What affect does that have on their care?

We definitely see improvements. They’re becoming healthier at younger ages. The model in Indonesia is they only see the doctor if they’re really sick. It’s a culture change to see your clinician every couple months.

The food in Indonesia is much different than in the U.S. Fast food is much cheaper than any other food here, and often our patients don’t have time to cook or they share rooms or kitchens. They’re often not eating well, and I think that makes them sicker at younger ages.

For me, it’s really wonderful to establish relationships with my patients and see that they’ve become healthier: that they’ve lost weight; blood pressure’s gone down; cholesterol under control; diabetes is improving.

How did your education at Temple’s BSN program prepare you for your career?

I really became aware of health disparities. As students, we were exposed to people of all races and income groups. So, it was very easy to identify health disparities, and that was part of our education there. That was part of nursing school and what we were taught.
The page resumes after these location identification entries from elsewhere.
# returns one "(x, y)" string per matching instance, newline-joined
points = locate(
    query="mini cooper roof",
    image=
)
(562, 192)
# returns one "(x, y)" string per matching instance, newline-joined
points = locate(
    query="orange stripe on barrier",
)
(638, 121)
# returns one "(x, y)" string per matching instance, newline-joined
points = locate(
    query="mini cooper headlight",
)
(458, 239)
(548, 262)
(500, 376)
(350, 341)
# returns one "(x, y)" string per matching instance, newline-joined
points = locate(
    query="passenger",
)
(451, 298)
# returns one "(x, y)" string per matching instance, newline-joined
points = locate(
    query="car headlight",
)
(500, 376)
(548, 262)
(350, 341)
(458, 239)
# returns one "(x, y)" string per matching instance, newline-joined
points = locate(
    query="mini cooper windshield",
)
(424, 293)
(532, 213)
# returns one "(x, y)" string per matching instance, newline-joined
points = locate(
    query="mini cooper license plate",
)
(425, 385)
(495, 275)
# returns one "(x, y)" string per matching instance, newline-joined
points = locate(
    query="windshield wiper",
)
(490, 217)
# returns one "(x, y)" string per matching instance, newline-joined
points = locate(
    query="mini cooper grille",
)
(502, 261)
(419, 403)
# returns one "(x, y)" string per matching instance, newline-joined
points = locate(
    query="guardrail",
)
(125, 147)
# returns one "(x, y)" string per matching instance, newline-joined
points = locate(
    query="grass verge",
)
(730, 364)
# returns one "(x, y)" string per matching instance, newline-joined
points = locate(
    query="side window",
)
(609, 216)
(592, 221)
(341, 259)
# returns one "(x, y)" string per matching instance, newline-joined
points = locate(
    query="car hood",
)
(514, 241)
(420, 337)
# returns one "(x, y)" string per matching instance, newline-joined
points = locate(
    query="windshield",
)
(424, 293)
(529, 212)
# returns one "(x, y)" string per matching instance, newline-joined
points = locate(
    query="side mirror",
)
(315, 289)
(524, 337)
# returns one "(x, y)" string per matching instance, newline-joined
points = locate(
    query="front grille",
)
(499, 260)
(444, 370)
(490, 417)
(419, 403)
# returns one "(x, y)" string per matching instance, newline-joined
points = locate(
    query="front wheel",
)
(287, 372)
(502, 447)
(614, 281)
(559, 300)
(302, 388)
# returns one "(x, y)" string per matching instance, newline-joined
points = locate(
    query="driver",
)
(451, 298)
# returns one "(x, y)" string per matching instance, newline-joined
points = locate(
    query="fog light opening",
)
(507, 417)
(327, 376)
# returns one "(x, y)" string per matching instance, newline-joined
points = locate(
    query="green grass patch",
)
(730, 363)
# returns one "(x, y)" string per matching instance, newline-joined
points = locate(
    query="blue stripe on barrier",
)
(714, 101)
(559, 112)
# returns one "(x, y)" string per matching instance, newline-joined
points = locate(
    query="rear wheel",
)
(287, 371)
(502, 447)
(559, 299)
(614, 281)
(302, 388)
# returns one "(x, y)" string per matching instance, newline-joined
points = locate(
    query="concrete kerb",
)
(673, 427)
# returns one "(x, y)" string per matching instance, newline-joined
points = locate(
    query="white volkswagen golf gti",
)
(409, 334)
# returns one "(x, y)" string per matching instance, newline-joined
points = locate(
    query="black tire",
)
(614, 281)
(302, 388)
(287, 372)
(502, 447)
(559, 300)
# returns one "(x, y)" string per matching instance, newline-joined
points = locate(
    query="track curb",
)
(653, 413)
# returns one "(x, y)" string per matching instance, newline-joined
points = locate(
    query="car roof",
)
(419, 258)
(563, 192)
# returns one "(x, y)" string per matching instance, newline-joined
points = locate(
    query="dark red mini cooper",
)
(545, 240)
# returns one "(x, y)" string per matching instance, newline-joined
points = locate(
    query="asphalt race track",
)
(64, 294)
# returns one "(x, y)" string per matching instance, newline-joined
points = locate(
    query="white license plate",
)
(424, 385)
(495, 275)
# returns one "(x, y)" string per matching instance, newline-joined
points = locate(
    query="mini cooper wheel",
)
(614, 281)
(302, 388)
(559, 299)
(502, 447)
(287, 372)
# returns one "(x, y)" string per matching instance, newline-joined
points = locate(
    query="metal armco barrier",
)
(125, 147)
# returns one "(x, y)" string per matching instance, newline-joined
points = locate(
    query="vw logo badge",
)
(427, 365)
The biggest influence on me was my community health experience. We had a wonderful professor, and going into people’s homes gave me a real view of how differently people live when they’re poor. What people call bad neighborhoods, to me are just neighborhoods. People live there. Some people have more and some people have less.

Temple was a really rich healthcare environment. I had great teachers on campus, and great teachers in the nursing school. We got to be a part of a lot of interesting cases. I also volunteer at another clinic in Kensington. There, we see people who really have nothing. Some are drug addicts, some are just really, really poor and living in the streets. And I think, with all of this, I really developed a comfort level while at Temple.